Мерседес и старик-отец бросились навстречу арматору. Они столкнулись в дверях. Моррель был очень бледен.
— Ну что? — спросили они в один голос.
— Друзья мои! — отвечал арматор, качая головой. — Дело оказалось гораздо серьезнее, чем мы думали.
— О, господин Моррель! — вскричала Мерседес. — Он невиновен!
— Я в этом убежден, — отвечал Моррель, — но его обвиняют…
— В чем же? — спросил старик Дантес.
— В том, что он бонапартистский агент.
Те из читателей, которые жили в эпоху, к которой относится мой рассказ, помнят, какое это было страшное обвинение.
Мерседес вскрикнула; старик упал на стул.
— Все-таки, — прошептал Кадрусс, — вы меня обманули, Данглар, и шутка сыграна, но я не хочу, чтобы бедный старик и невеста умерли с горя, я сейчас же расскажу им все.
— Молчи, несчастный! — крикнул Данглар, хватая его за руку. — Молчи, если тебе дорога жизнь. Кто тебе сказал, что Дантес не виновен? Корабль заходил на остров Эльба, Дантес сходил на берег, пробыл целый день в Портоферрайо.
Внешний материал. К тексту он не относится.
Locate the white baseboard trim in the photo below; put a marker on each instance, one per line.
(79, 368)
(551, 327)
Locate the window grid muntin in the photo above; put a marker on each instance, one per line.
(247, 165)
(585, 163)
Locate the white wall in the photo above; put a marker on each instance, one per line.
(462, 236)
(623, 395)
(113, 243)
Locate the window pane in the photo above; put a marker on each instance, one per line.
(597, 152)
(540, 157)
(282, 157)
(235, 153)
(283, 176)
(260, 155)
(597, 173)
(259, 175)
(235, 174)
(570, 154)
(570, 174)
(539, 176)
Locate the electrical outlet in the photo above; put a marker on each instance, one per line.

Что, если при нем найдут какое-нибудь уличающее письмо? Тогда всех, кто за него заступится, обвинят в сообщничестве.
Кадрусс, с присущим эгоизму чутьем, сразу понял всю вескость этих доводов; он посмотрел на Данглара растерянным, испуганным взглядом и, вместо того чтобы сделать шаг вперед, отскочил на два шага назад.
— Если так, подождем, — прошептал он.
— Да, подождем, — сказал Данглар. — Если он невиновен, его освободят; если виновен, то не стоит подвергать себя опасности ради заговорщика.
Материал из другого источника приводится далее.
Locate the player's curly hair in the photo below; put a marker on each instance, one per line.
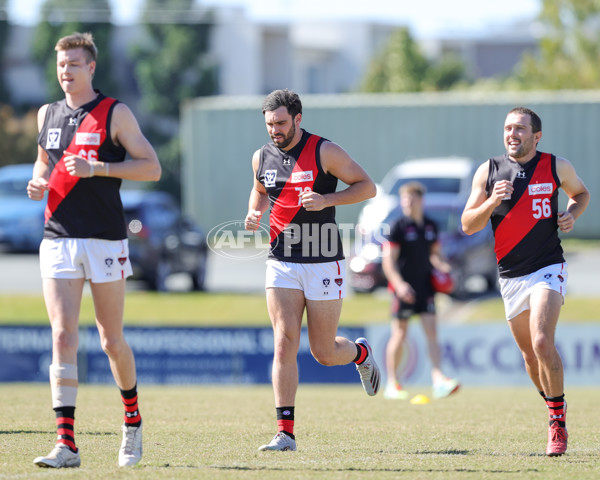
(283, 98)
(79, 40)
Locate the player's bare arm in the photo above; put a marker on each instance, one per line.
(479, 206)
(579, 196)
(125, 131)
(41, 171)
(259, 200)
(337, 162)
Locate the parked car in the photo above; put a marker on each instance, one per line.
(161, 240)
(452, 175)
(448, 182)
(21, 219)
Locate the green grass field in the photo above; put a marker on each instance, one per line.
(209, 432)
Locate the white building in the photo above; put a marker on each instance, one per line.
(256, 58)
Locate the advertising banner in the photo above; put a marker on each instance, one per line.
(477, 355)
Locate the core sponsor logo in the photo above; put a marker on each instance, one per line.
(299, 177)
(85, 138)
(540, 189)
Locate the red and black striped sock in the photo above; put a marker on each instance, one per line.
(65, 419)
(132, 415)
(556, 410)
(285, 420)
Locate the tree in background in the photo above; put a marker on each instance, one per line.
(172, 65)
(568, 50)
(401, 67)
(63, 17)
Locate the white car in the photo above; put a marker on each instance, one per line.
(438, 174)
(448, 182)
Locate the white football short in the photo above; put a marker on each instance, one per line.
(516, 291)
(318, 281)
(99, 261)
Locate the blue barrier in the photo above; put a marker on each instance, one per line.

— Тогда уйдем, я больше не в силах оставаться здесь.
— Пожалуй, пойдем, — сказал Данглар, обрадовавшись, что ему есть с кем уйти. — Пойдем, и пусть они выпутываются как знают…
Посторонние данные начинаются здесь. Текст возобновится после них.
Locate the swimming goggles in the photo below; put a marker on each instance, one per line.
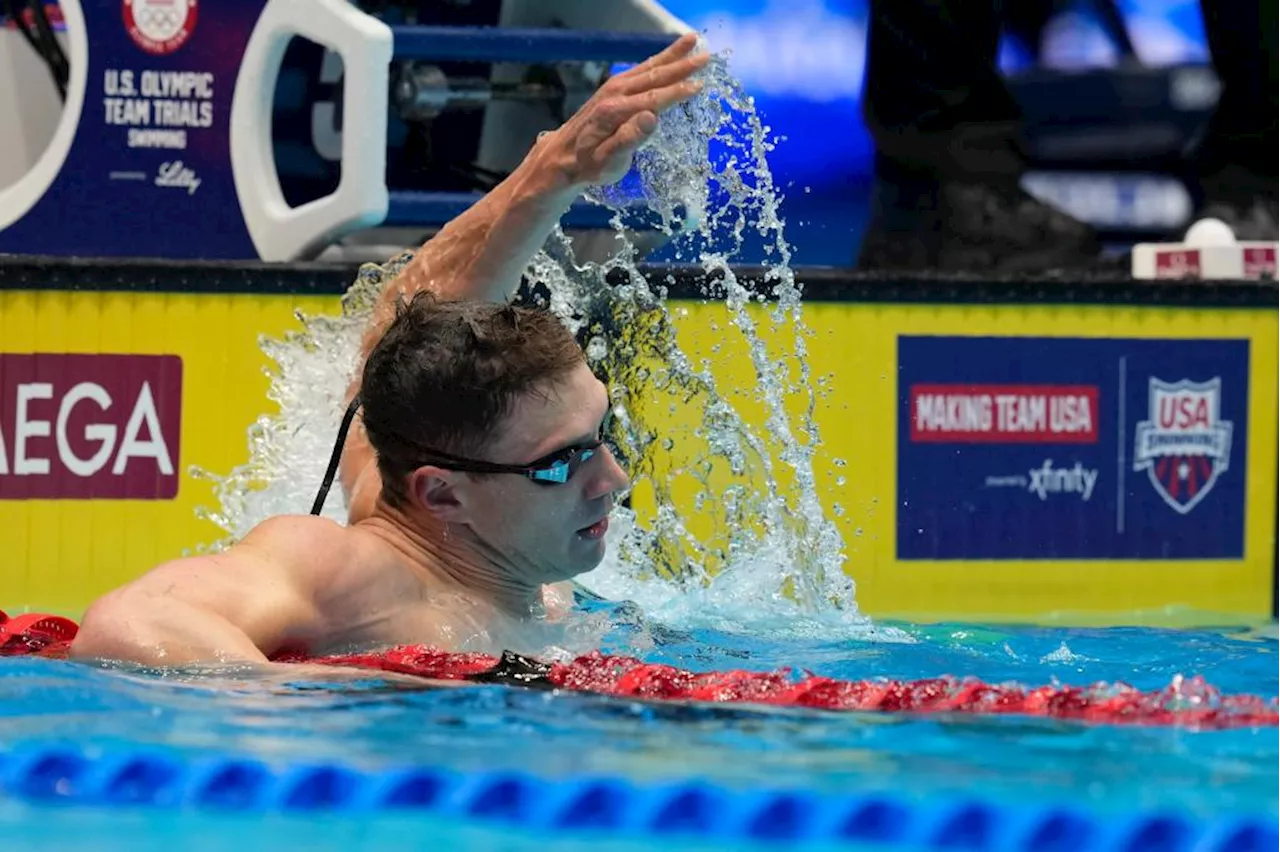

Все разошлись. Фернан, оставшись опять единственной опорой Мерседес, взял ее за руку и отвел в Каталаны. Друзья Дантеса, со своей стороны, отвели домой, на Мельянские аллеи, обессилевшего старика.
Вскоре слух об аресте Дантеса как бонапартистского агента разнесся по всему городу.
— Кто бы мог подумать, Данглар? — сказал Моррель, нагнав своего бухгалтера и Кадрусса. Он спешил в город за новостями о Дантесе, надеясь на свое знакомство с помощником королевского прокурора де Вильфором. — Кто бы мог подумать?
— Что вы хотите, сударь, — отвечал Данглар. — Я же говорил вам, что Дантес без всякой причины останавливался у острова Эльба; эта остановка показалась мне подозрительной.